Hicks wrote in his Oct. 17 memo: "The OIG's findings suggest I have abused my authority and operated to engender favors for friends and acquaintances. The OIG findings are administrative interpretations of information (that) when viewed through their report suggest wrongdoing.

"These findings largely disregarded all of the corresponding information provided by the Board and myself," Hicks wrote, adding that he was unable to challenge Ha's "investigative biases."

"I suggest that the Board and the general public withhold their final judgment until a reasonable airing of the work of the Board is complete," Hicks wrote. "I nor the Board can un-ring the bell suggesting something nefarious has occurred."

Among the findings in Ha's investigation: That Hicks purposefully changed the minimum qualifications for the board's official posting for an executive manager. The description had required a four-year college degree but was amended to reflect only "knowledge and experience" to benefit Robert Brown, who had worked for the board for more than a decade, and enable him to qualify, according to the report.

Brown declined to comment on Thursday.

When Brown was placed in the management role on July 3, 2017, his $55,261 annual salary rose to $80,500, Ha said. The increase of $25,239 per year came “without any substantial change in job duties,” the report said.

The investigation revealed past attempts to raise Brown's pay in a prior job position failed, leading Hicks to create the executive manager position to increase Brown's salary, Ha said. 

Ultimately, Brown was unappointed from the job, and his salary knocked down to $61,041.

The action, the inspector general wrote, "further supports" a finding the board "recognized that Brown was improperly appointed by Mr. Hicks in 2017."

Ha also found Hicks tailored a job description to hire Johnson on Oct. 31, 2016, as the fiscal executive manager. 

The investigation found Hicks exchanged more than 40 emails with Johnson between July 20, 2016, and Oct. 10 of that year, most before an official job posting was made in August 2016.

One email begins with Johnson asking “What am I applying for?”

Hicks then informs her of the fiscal oversight position, “a new position that I am creating" and he "coaches her on how to complete the online application," the report notes. 

Also, Hicks modified the job description, requiring a CPA certification, to fit Johnson's professional qualifications. She was the only applicant of five who met the requirement, it says. 

The inspector general was unable to locate any emails confirming an interview of any kind was conducted in Johnson's hiring. 

Ha said Johnson also "provided false statements" during the investigation.

In his memo, Hicks said he didn't abuse his authority. "I was hired into this organization to provide administrative leadership ... I evaluated the organization and introduced for board consideration and approval a re-organization plan to allow for the agency to do its work."

Hicks wrote that on June 30, 2016, the board approved a vote "authorizing me to take specific steps to re-organize and hire staff ... I canvassed best practices from around the country in fashioning the design for the re-organization plan.

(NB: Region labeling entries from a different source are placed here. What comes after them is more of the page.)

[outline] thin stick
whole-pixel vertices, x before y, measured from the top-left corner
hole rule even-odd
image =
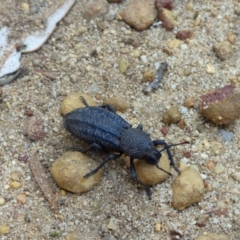
[[[39,161],[39,154],[37,152],[34,153],[30,161],[30,168],[44,196],[52,206],[54,212],[57,212],[58,211],[57,198],[56,195],[52,192],[45,170],[43,169],[42,164]]]

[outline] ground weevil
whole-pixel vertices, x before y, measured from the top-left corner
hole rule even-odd
[[[85,149],[73,149],[82,153],[90,149],[110,153],[97,168],[87,173],[84,176],[85,178],[96,173],[108,161],[117,159],[122,154],[125,154],[130,157],[132,178],[145,188],[147,195],[151,199],[150,187],[137,178],[134,159],[145,160],[147,163],[155,165],[160,170],[171,175],[171,173],[158,165],[162,156],[161,152],[164,150],[167,151],[170,165],[180,174],[179,169],[174,164],[170,148],[187,142],[169,145],[164,140],[152,141],[149,135],[143,131],[142,125],[132,128],[131,124],[115,113],[111,105],[89,106],[83,97],[81,97],[81,101],[86,107],[77,108],[67,113],[64,118],[64,126],[70,133],[89,143],[90,146]],[[163,145],[164,148],[158,150],[156,148],[158,145]]]

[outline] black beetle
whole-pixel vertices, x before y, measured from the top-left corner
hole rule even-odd
[[[126,154],[130,157],[130,173],[132,178],[145,188],[151,199],[152,193],[150,187],[137,178],[134,159],[145,160],[147,163],[153,164],[160,170],[166,172],[158,166],[161,152],[164,150],[167,151],[170,165],[180,174],[179,169],[174,164],[170,148],[183,143],[169,145],[164,140],[152,141],[149,135],[143,131],[142,125],[138,125],[137,128],[132,128],[131,124],[115,113],[111,105],[99,107],[89,106],[83,97],[81,97],[81,100],[86,107],[77,108],[67,113],[64,118],[64,126],[73,135],[91,145],[85,149],[73,149],[82,153],[90,149],[112,153],[106,157],[97,168],[84,177],[93,175],[108,161],[116,159],[122,154]],[[164,148],[159,151],[156,148],[158,145],[163,145]],[[171,175],[171,173],[168,174]]]

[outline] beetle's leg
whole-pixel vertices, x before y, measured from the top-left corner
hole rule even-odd
[[[184,143],[188,143],[188,142],[184,142]],[[184,144],[184,143],[167,144],[164,140],[161,140],[161,139],[153,141],[154,146],[164,145],[164,149],[162,149],[161,151],[164,151],[164,150],[167,151],[167,155],[168,155],[168,158],[169,158],[169,161],[170,161],[170,165],[174,168],[174,170],[175,170],[178,174],[180,174],[180,171],[179,171],[179,169],[175,166],[175,163],[174,163],[174,160],[173,160],[173,155],[172,155],[172,152],[171,152],[170,148],[173,147],[173,146],[177,146],[177,145]],[[160,151],[160,152],[161,152],[161,151]]]
[[[93,143],[90,146],[86,147],[86,148],[78,148],[78,147],[70,147],[68,150],[72,150],[72,151],[78,151],[78,152],[82,152],[85,153],[89,150],[98,150],[100,152],[106,152],[105,149],[103,149],[100,145],[98,145],[97,143]]]
[[[84,175],[84,178],[90,177],[93,174],[95,174],[100,168],[102,168],[107,162],[109,162],[110,160],[119,158],[122,155],[122,153],[119,154],[110,154],[109,156],[107,156],[103,162],[101,164],[99,164],[99,166],[97,166],[95,169],[93,169],[91,172],[87,173],[86,175]]]
[[[86,106],[89,107],[89,104],[87,103],[87,101],[85,100],[85,98],[83,96],[80,96],[80,100],[82,101],[82,103]]]
[[[137,172],[136,172],[136,168],[135,168],[135,165],[133,162],[133,158],[130,158],[130,174],[131,174],[132,178],[134,179],[134,181],[136,181],[137,183],[139,183],[140,185],[142,185],[145,188],[147,195],[148,195],[149,199],[151,200],[151,196],[152,196],[151,189],[147,184],[145,184],[144,182],[140,181],[137,178]]]
[[[138,126],[137,126],[137,129],[139,129],[139,130],[143,130],[143,126],[142,126],[142,124],[139,124]]]
[[[102,108],[106,108],[106,109],[109,110],[110,112],[113,112],[113,113],[116,112],[115,109],[114,109],[114,107],[113,107],[112,105],[104,104],[104,105],[102,105],[101,107],[102,107]]]

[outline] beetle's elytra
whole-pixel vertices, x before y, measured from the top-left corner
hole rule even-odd
[[[130,157],[130,173],[132,178],[145,188],[151,199],[150,187],[137,178],[134,159],[145,160],[147,163],[153,164],[166,172],[158,166],[161,152],[166,150],[170,165],[180,173],[174,164],[170,150],[172,146],[179,144],[169,145],[164,140],[152,141],[149,135],[143,131],[142,125],[132,128],[131,124],[115,113],[112,106],[89,106],[84,98],[81,98],[81,100],[86,107],[77,108],[66,114],[64,118],[65,128],[76,137],[90,144],[85,149],[78,149],[79,151],[84,153],[90,149],[97,149],[109,153],[96,169],[93,169],[84,177],[89,177],[96,173],[108,161],[126,154]],[[156,148],[158,145],[163,145],[164,148],[159,151]]]

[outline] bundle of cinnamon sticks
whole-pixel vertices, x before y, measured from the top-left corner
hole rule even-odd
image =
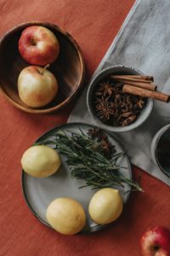
[[[156,91],[152,76],[142,75],[110,75],[111,79],[123,83],[122,91],[147,98],[169,102],[170,95]]]

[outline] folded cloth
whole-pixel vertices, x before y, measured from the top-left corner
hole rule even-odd
[[[154,76],[158,90],[170,92],[169,9],[169,0],[136,1],[94,74],[112,65],[133,67]],[[95,125],[87,108],[86,94],[87,88],[68,122],[83,120]],[[115,136],[122,141],[133,165],[170,185],[170,178],[160,171],[150,156],[154,135],[168,123],[170,104],[156,101],[150,118],[140,127]]]

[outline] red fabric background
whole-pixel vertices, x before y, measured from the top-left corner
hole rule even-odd
[[[116,37],[134,0],[1,0],[0,34],[31,20],[58,24],[79,44],[89,78]],[[0,255],[138,256],[148,226],[170,228],[169,187],[142,174],[144,193],[133,193],[116,224],[88,236],[65,236],[42,224],[27,208],[20,185],[22,153],[42,133],[66,122],[73,103],[59,113],[34,115],[0,95]]]

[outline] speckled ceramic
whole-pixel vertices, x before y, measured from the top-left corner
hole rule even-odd
[[[37,141],[41,142],[45,137],[48,139],[52,138],[54,133],[58,130],[80,132],[79,129],[81,129],[84,132],[87,132],[88,129],[92,128],[94,128],[94,126],[81,123],[66,124],[48,131]],[[124,151],[120,143],[114,137],[108,135],[108,138],[115,145],[117,153]],[[61,155],[61,160],[62,165],[60,170],[54,175],[47,177],[34,177],[26,174],[24,171],[22,172],[22,188],[28,207],[42,223],[50,227],[46,218],[46,210],[49,203],[58,197],[71,197],[78,201],[86,212],[87,224],[82,230],[82,233],[94,232],[103,229],[105,225],[95,224],[90,218],[88,211],[90,199],[96,192],[96,189],[91,189],[89,187],[80,189],[79,187],[84,185],[84,182],[71,177],[65,157]],[[131,165],[126,154],[119,159],[117,164],[122,166],[119,170],[121,173],[131,178]],[[130,194],[130,187],[128,184],[124,184],[124,188],[115,188],[119,189],[123,202],[126,203]]]

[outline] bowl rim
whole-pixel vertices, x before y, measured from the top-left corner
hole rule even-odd
[[[154,101],[153,99],[148,98],[147,103],[145,105],[145,108],[147,108],[147,113],[144,116],[143,116],[143,119],[139,118],[137,119],[134,122],[133,122],[132,124],[127,125],[127,126],[111,126],[111,125],[108,125],[106,124],[104,124],[102,121],[99,120],[99,119],[98,119],[94,113],[93,113],[92,110],[92,105],[91,105],[91,95],[93,93],[94,88],[95,86],[95,82],[96,80],[101,76],[101,79],[103,79],[105,77],[105,73],[109,72],[109,71],[113,71],[114,69],[116,68],[125,68],[128,69],[129,71],[134,72],[137,74],[141,74],[143,75],[144,73],[139,71],[137,68],[134,67],[131,67],[126,65],[111,65],[106,68],[102,69],[101,71],[99,71],[99,73],[97,73],[91,79],[88,88],[88,92],[87,92],[87,106],[88,106],[88,110],[91,115],[91,117],[94,119],[94,120],[96,122],[96,124],[101,127],[102,129],[105,129],[108,130],[110,131],[113,131],[113,132],[125,132],[125,131],[130,131],[137,127],[139,127],[139,125],[141,125],[146,119],[147,118],[150,116],[152,108],[153,108],[153,103]],[[107,76],[108,74],[106,74]]]
[[[80,77],[78,78],[78,80],[75,86],[75,90],[71,92],[71,94],[65,100],[64,100],[60,104],[58,104],[54,107],[48,108],[38,108],[38,109],[30,108],[30,107],[27,108],[26,106],[25,107],[25,106],[22,106],[20,103],[16,102],[13,98],[11,98],[4,91],[3,86],[1,85],[1,83],[0,83],[0,90],[2,91],[3,95],[6,97],[6,99],[8,100],[9,102],[11,102],[17,108],[21,109],[25,112],[33,113],[53,113],[53,112],[55,112],[55,111],[65,107],[68,103],[70,103],[75,98],[75,96],[76,96],[78,91],[82,87],[82,84],[83,84],[83,80],[84,80],[84,77],[85,77],[84,60],[83,60],[80,47],[77,44],[77,43],[76,42],[76,40],[73,38],[73,37],[69,32],[67,32],[66,31],[65,31],[61,27],[60,27],[58,25],[56,25],[54,23],[46,22],[46,21],[28,21],[28,22],[20,23],[19,25],[14,26],[14,27],[10,28],[6,33],[4,33],[2,36],[2,38],[0,38],[0,47],[1,47],[2,44],[3,43],[3,41],[6,39],[6,38],[8,35],[10,35],[10,33],[18,31],[19,29],[25,29],[27,26],[45,26],[45,27],[54,28],[56,31],[60,32],[64,36],[65,36],[71,41],[71,43],[74,45],[74,47],[76,48],[76,52],[78,54],[78,58],[80,61],[80,67],[81,67]]]

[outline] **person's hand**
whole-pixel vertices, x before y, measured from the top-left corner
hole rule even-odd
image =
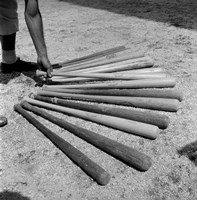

"The report alleges that I created favors in the hiring process," Hicks wrote. "The report does not recognize that the overwhelming number of employees of the Board are appointed staff. For appointed staff named in the (City Charter), the Board and the Board alone approved the hire.

"For operational staff ... I sought and selected the best staff and exercised the authority under the re-organization plan," Hicks wrote in the three-page memo.

"I was singled out because I was too aggressive in building the necessary apparatus to provide civilian oversight to the police force," Hicks wrote.